The print in the code keeps working so it's just the matric part that displays an issue.

I'm quite happy for you to make any changes you would like. In my real program the print is outside the loop (in a function) and prints out a number of sensor values.

rm-hull commented 7 years ago

I've had your program running with time.sleep(0.01) and it has counted up-to 48000 now without any problems or glitches. Admittedly this is without waiting for 5 hours - I will run it overnight to see if that makes any difference with the sleep time set to 1 second.

A few other questions in the meantime:-

I assume you have the latest versions of the luma components installed, check with:

$ pip list | grep luma

And update with

$ sudo -H pip install -U luma.oled luma.core
timwareing commented 7 years ago

HI Richard,

Using the program I sent you the system has been running now since 10am updating every second and at 25k plus now.

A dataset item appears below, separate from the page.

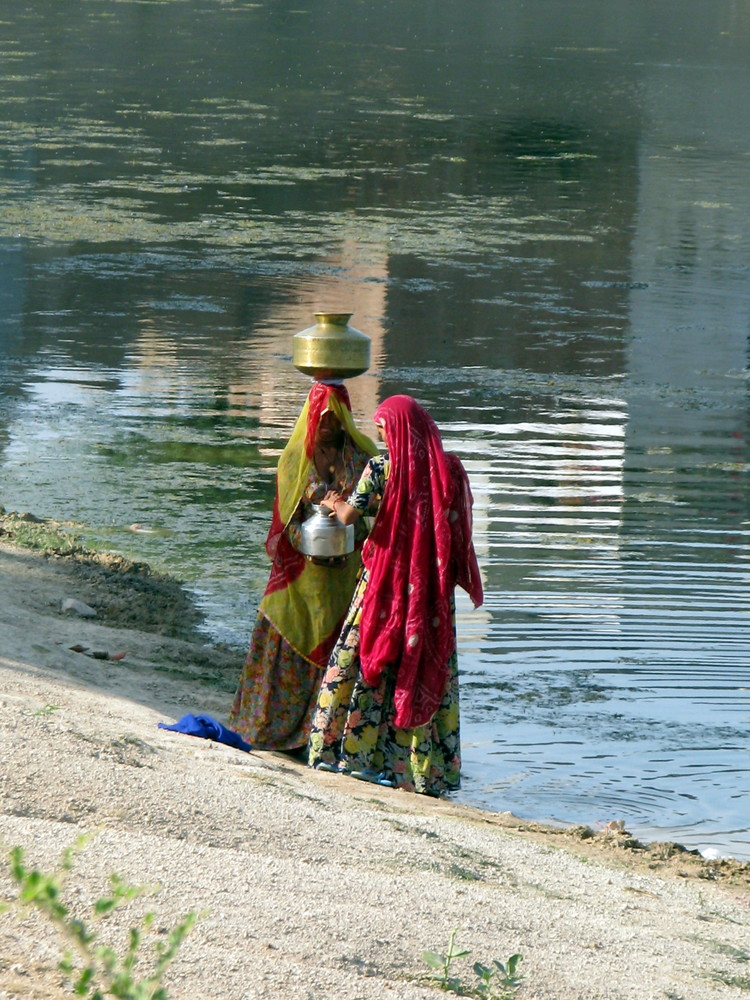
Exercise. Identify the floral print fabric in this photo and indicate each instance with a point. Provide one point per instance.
(277, 693)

Tomorrow I will move all my sensor stuff into the current program and see what happens.

All into the botton of the first matrix and then common to the other boards with the exception of the DOUT from the top of Board 1 to DIN of Board 2 and so on down the line.

The sensors are connected using A2D converters. So in full mode they are. I’ll check the board design again with my hardware guy but prior to adding the LED matrix boards the system had been running for over 2 weeks without interruption or issues.

I’m not sure I understand what you mean by this. Are you asking me to move a connection on the pi and change the code? If so which pin and what should the line be changed to?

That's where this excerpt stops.